SF Chronicle's Ray Ratto: Tedford on a roll, but poll position matters

Here is the link.

For someone who disavows knowledge of or interest in the polls and their many imaginary ramifications, Jeff Tedford still votes in the coaches' poll each week. Well, I lie. His name is on his ballot each week, but whether he actually does it or not is a more open question.  We'd like to think not, frankly. I mean, it's hard to reconcile a guy who doesn't show any public interest in the result spending much time on the process - even if the process gives his team more notice from the nation at large than it has had in more than half a century.  No, we rather believe what many folks believe, that Tedford's vote is actually handled by an underling. It is standard coaching behavior in the coaches' poll, it sounds exactly like one of the many details Tedford would delegate, and besides, not caring about the polls isn't a sometimes thing. You have to not care about every day, day in and day out, and you have to make sure your not caring about it rubs off on your players.

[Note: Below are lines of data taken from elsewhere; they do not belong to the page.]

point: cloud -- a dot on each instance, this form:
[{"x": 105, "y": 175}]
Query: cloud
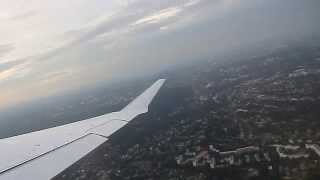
[
  {"x": 158, "y": 16},
  {"x": 23, "y": 16},
  {"x": 5, "y": 49}
]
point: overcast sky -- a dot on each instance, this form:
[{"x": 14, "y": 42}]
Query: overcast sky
[{"x": 52, "y": 46}]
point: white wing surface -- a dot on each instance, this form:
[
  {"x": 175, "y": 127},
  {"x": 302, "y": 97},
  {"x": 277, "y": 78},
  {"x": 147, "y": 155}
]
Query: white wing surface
[{"x": 44, "y": 154}]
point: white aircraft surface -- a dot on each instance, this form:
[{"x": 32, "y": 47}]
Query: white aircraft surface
[{"x": 44, "y": 154}]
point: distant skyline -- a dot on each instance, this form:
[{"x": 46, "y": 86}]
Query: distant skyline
[{"x": 49, "y": 46}]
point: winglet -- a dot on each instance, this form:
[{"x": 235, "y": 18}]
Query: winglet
[{"x": 141, "y": 103}]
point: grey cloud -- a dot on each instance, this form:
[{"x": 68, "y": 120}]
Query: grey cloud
[
  {"x": 8, "y": 65},
  {"x": 5, "y": 48},
  {"x": 23, "y": 16}
]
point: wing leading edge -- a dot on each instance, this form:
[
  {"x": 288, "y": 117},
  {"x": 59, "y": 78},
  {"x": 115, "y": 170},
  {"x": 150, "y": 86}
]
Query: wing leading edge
[{"x": 43, "y": 154}]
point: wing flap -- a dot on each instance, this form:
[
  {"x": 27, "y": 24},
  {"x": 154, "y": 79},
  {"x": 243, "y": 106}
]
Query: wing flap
[{"x": 18, "y": 153}]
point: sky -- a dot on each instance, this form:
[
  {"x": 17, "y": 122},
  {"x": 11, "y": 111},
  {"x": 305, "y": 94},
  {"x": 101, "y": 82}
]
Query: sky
[{"x": 49, "y": 47}]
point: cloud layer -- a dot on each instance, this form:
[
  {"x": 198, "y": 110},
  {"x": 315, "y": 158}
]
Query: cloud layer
[{"x": 49, "y": 46}]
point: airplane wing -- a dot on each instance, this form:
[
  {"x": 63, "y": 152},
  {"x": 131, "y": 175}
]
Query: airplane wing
[{"x": 44, "y": 154}]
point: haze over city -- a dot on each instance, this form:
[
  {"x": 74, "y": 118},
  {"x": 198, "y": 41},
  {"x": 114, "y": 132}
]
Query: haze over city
[{"x": 50, "y": 47}]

"We've been ranked before, so this isn't anything new for us," he said in his best don't-care front. "It doesn't matter to us if we're 2, 6, 3 or 12. The bull's-eye on us no matter what."  But he does care, at least a little. At least he'd better. Though he is right that Cal has to keep winning (see USC for a fresh example of how the alternative works), the current polls still help establish position for when they actually do matter, and Cal being 2nd is still better even this early than being 3rd, 6th or 12th, no matter what the reluctant voter claims. Again, see USC for the benefit of that, as the Trojans' disastrous loss to Stanford wasn't very disastrous at all, as they fell only to seventh in the coaches' and Harris polls.  It was a classic example of pedigree working its magic, and allows USC to get back in the national title game by running the table and hoping that Ohio State loses between now and then. Cal might not be so generously treated, which is why potentially difficult games like Saturday's against Oregon State can be so worrisome.

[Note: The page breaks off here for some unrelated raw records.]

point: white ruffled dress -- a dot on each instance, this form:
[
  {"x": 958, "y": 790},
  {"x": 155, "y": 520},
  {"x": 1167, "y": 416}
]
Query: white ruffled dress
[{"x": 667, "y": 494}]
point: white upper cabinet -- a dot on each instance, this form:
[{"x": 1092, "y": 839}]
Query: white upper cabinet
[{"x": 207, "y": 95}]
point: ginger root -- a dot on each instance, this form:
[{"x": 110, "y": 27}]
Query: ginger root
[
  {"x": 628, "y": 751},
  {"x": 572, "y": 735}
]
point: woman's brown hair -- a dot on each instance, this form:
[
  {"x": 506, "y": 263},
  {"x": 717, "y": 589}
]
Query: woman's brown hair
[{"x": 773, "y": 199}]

Indeed, Cal's rise to the almost-top has been nothing short of glacial - a step here, a slow bump there. Indeed, from their start at No. 12, the Bears have needed a good deal of outside help to go to 10, then 8, then 6, then 3 and now, 2. Details follow.

 

WEEK 1

Cal beats Tennessee in what remains its signature game, while Michigan (No. 5) loses to Appalachian State and Ohio State (No. 10) pays full retail for beating Youngstown State 38-6.

 

WEEK 2

Cal struggles to beat Colorado State, but still picks up two more places because Louisville (No. 8) barely defends enough to beat Middle Tennessee State 58-42, while Virginia Tech (No. 9) is routed 48-7 by LSU.

 

WEEK 3

Cal pounds Louisiana Tech at home and clears two more bars when Texas (No. 6) barely survives Central Florida 35-32 and Wisconsin (No. 7) escapes the temptations of The Citadel 45-31.

 

WEEK 4

Cal out slugs Arizona at home 45-27 but doesn't move because USC, LSU, West Virginia, Oklahoma and West Virginia won by a combined total of 143 points.

 

WEEK 5

The big score. Marcus Ezeff's game-saving shove puts Cal past Oregon, while Florida (No. 3) loses at home to Auburn, Oklahoma (No. 4) loses at Colorado, and West Virginia (No. 5) gets smothered at South Florida.

 

WEEK 6

The diminished field above them thins out by half when USC (No. 2) celebrates its miserable win over Washington by tanking against Stanford.

 

In other words, Cal benefited from one overly cruel ballot (Ohio State punished for scheduling a school with an admirable I-AA resume near Columbus), and a near perfect storm of failures above it.  Well, that, and the fact that the Golden Bears are enjoying their best start in 57 years. There is that, too.  All that being said, Tedford is taking considerable care to assure that his team doesn't Arizona its way out of the national picture. He knows how close the Bears have been to January before, which is why he is taking particular care not to overlook teams like Oregon State, with its high-powered defensive front seven and extraordinarily high turnover rate. Or the schizzy UCLAs the week after, or the trip to Arizona State the week after that, then Washington State, and then the one everyone knew was the big one before last Saturday, USC.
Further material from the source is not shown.